Alors on inventa Ève. Cette fois façonnée à partir d’Adam, donc d’emblée infériorisée. Plus docile, plus malléable. Mais le récit ne s’est pas déroulé comme prévu. Car Ève aussi a désobéi.
Elle a tendu la main vers la connaissance, croqué dans le fruit interdit. Non par naïveté. Non par malveillance. Mais par désir de savoir, par soif de conscience. En elle brûlait une mémoire ancienne, une étincelle qui refuse l’asservissement.
Le véritable péché originel, ce n’est pas la sexualité. Ce n’est pas la nudité. C’est la conscience. Le moment où la femme s’éveille à elle-même, comprend qu’elle peut choisir, penser, désirer. Le fruit qu’elle croque n’est pas défendu : c’est un fragment de lucidité.
Depuis ce jour symbolique, on fait porter à la femme la faute du monde entier. Ève est accusée d’avoir brisé l’ordre cosmique, d’avoir introduit le chaos, le plaisir, le corps, le désir. Tout ce qu’elle a fait, pourtant, c’est ouvrir les yeux.
Lilith et Ève sont deux visages d’une même insoumission :
-
Lilith, la femme qui refuse de se soumettre.
-
Ève, la femme qui ose vouloir savoir.
Toutes deux punies, diabolisées, réduites au silence. Et pourtant, ce sont elles, les fondatrices. Les premières héroïnes. Non pas les vierges effacées ni les saintes soumises, mais les femmes qui ont osé dire non, qui ont osé désirer, jouir, comprendre, exister.
Voilà pourquoi l’imaginaire patriarcal les redoute. Voilà pourquoi, des millénaires plus tard, une femme libre, une femme qui assume son sexe, son intelligence et son désir, continue de déranger.

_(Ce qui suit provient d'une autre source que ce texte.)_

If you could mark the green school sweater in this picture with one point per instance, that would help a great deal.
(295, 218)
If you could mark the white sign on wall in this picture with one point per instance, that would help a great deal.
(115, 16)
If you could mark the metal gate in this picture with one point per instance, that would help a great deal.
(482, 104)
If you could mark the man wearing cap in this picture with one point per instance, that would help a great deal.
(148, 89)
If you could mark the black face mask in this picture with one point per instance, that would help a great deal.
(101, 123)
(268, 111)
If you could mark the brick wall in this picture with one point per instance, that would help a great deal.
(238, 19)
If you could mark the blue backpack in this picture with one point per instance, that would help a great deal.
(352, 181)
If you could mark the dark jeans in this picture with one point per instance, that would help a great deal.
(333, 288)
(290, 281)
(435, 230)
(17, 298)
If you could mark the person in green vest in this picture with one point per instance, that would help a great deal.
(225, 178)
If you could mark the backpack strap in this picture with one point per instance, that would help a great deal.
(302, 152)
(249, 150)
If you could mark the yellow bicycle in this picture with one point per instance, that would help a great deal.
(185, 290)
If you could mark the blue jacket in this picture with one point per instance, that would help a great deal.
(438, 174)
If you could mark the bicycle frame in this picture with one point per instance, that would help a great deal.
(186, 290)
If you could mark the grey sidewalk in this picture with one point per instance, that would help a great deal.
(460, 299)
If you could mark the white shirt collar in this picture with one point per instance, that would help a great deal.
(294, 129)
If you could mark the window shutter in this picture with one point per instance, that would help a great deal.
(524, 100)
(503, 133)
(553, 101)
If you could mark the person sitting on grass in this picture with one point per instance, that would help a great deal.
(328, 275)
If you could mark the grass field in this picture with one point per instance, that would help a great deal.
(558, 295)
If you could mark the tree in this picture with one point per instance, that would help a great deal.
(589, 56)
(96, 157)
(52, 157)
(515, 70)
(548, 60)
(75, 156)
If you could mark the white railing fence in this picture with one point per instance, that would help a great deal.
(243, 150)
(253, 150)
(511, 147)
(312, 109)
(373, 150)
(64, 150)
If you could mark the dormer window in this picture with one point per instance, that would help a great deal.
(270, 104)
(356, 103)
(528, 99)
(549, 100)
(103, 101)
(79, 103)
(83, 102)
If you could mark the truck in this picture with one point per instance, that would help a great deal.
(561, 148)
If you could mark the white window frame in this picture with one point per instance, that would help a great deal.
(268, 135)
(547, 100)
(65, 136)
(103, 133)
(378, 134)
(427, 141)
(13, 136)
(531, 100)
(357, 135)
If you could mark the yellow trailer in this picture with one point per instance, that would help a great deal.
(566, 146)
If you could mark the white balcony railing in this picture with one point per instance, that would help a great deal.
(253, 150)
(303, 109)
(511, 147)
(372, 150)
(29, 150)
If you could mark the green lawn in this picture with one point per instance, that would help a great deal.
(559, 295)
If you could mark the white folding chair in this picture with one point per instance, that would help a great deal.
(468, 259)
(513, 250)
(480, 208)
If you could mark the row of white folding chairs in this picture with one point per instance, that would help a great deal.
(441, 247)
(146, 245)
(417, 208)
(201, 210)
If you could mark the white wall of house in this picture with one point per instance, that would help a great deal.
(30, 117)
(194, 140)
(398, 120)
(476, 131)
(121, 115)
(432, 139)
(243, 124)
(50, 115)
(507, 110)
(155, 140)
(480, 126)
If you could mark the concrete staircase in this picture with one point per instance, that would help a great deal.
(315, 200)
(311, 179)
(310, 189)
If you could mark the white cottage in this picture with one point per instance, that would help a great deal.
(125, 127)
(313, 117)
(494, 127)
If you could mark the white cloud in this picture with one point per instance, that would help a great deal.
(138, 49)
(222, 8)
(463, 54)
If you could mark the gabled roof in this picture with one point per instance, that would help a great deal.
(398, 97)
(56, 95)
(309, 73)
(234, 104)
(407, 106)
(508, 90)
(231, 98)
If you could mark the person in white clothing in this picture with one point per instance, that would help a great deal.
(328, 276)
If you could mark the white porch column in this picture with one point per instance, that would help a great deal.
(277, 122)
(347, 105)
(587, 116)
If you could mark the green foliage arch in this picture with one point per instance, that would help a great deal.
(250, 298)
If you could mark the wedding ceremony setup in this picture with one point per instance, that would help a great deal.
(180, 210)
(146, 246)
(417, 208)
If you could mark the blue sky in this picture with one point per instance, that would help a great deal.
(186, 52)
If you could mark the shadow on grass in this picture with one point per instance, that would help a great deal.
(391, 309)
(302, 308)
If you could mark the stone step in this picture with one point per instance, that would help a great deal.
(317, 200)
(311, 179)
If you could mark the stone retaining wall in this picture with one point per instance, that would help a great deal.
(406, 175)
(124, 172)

L’histoire nous a toujours poussés à croire que la femme est la gardienne de la monogamie. La monogamie serait parfaitement adaptée à la libido féminine. Les femmes sont donc censées être les alliées les plus naturelles de la norme. C’est magnifique, c’est rassurant à entendre, mais est-ce vraiment réaliste ?
À toutes les époques et sur tous les continents, l’homme a constamment cherché à réduire cette puissance. C’est pourquoi l’histoire et la mythologie regorgent de ces antihéroïnes et de ces femmes fatales qui usent de leur charme et de leur sexualité pour piéger l’homme. Dangereuses et toujours dotées d’une laideur morale, les femmes-monstres aux appétits sexuels excessifs sont dépeintes à plusieurs époques, notamment à celles où les femmes ont gagné en droits et en indépendance.
Les exemples abondent : Ishtar en Mésopotamie, Aphrodite, Circé, Lamia, Hélène de Troie, les sirènes, le Sphinx, Scylla, Clytemnestre dans la Grèce antique. Pandore, Jézabel, Dalila, Salomé, Lilith et Ève dans la Bible. Cléopâtre en Égypte. Yang Guifei en Chine. La Fée Morgane dans l’imaginaire médiéval.
Puis vinrent les vampires, les sorcières, les gitanes, les méduses, les harpies et les gorgones. Littérature et cinéma continuent d’exploiter cette galerie de figures féminines dont le seul rôle est de séduire, tromper, détruire l’homme.
Et si l’histoire est saturée de mythes et de légendes pour l’enchaîner, c’est bien la preuve que sa liberté a toujours fait peur.